Portable device detects Alzheimer’s and Parkinson’s biomarkers on the spot

Because of the logistics and invasive procedures involved, many people put off getting tested for Alzheimer’s and Parkinson’s diseases. Thanks to a new portable device, however, such testing could soon be performed non-invasively at just about any location.

Ordinarily, testing for neurodegenerative diseases such as Alzheimer’s and Parkinson’s requires patients to travel to a hospital or clinic where they undergo a spinal tap and MRI scan. Needless to say, not many people are enthusiastic about doing so, plus they may lack the physical mobility or means of transportation needed to make the trip.

Seeking a more appealing alternative, an international team of scientists has adapted an existing portable device – which was designed to detect the COVID-19-causing SARS-CoV-2 virus – so that it can detect biomarker compounds associated with Alzheimer’s and Parkinson’s. More specifically, it detects amyloid beta and tau peptides which have been linked to Alzheimer’s, along with alpha synuclein proteins associated with Parkinson’s disease.

The device has so far been tested on brain tissue samples from deceased Alzheimer’s and Parkinson’s patients, where it proved to be as accurate as state-of-the-art testing techniques. That said, the ultimate goal is for it to detect the biomarkers in live patients’ saliva or urine samples.

A close look at the device's GFET-equipped chip, with the source, drain and gate electrodes clearly visible
A close look at the device’s GFET-equipped chip, with the source, drain and gate electrodes clearly visible

David Baillot/UC San Diego Jacobs School of Engineering

At the heart of the gadget is a chip which incorporates a highly sensitive graphene field effect transistor (GFET). An electrical current from an attached battery runs through that transistor – it’s delivered by a source electrode on one side and is taken up by a drain electrode on the other. A third electrode, known as a gate electrode, controls the amount of current that flows between the source and drain.

Attached to the gate electrode is a DNA strand – called an aptamer – that naturally binds with either amyloid beta or tau peptides, or synuclein proteins (depending on the specific aptamer used). If any of these compounds are present in the sample, they will change the amount of current flow when they bind with the aptamer on the gate electrode. That change in flow alerts users to the presence of the biomarker, via a notification on a wirelessly linked laptop or smartphone.

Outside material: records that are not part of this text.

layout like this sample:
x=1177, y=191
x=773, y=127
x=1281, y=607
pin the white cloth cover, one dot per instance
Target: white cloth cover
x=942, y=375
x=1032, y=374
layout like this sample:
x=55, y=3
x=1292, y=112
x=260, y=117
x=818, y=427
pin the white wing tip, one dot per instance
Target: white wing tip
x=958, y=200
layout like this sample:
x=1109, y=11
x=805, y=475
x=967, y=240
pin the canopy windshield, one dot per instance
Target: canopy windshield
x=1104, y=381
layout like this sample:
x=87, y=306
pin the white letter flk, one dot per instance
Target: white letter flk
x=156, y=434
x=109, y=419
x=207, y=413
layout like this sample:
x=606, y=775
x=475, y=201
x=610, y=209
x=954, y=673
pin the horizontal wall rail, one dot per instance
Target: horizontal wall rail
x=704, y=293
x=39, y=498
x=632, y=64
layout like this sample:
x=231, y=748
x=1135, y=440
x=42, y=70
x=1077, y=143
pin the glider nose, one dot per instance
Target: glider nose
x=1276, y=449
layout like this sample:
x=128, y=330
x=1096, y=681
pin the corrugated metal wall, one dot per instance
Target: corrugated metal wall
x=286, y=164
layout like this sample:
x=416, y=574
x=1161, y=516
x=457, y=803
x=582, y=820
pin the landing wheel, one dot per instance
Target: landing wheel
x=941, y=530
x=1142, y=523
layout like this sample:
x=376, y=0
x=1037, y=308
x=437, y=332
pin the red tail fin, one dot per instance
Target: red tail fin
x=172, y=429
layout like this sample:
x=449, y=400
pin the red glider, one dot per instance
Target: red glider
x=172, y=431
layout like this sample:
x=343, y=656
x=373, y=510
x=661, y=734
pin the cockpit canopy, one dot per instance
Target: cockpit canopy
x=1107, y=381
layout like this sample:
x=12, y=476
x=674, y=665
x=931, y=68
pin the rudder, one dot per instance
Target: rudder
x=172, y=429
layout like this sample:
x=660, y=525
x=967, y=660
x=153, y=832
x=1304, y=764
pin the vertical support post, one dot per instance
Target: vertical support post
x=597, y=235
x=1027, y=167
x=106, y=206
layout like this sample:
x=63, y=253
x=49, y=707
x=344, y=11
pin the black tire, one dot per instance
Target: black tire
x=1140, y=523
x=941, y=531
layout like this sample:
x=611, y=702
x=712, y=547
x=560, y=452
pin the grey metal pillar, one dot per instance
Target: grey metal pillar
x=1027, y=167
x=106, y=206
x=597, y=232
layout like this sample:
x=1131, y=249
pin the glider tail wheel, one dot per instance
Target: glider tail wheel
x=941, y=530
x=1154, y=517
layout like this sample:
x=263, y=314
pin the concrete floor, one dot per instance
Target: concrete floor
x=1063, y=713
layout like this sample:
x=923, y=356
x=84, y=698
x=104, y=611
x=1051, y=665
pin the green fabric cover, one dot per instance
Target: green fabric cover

“This portable diagnostic system would allow testing at-home and at point of care, like clinics and nursing homes, for neurodegenerative diseases globally,” said the University of California – San Diego’s Prof. Ratnesh Lal, corresponding author of the study.

A paper on the research – which also involves scientists from the University of Texas Medical Branch, University of Illinois Urbana-Champaign and the University of the Chinese Academy of Sciences – was recently published in the journal PNAS.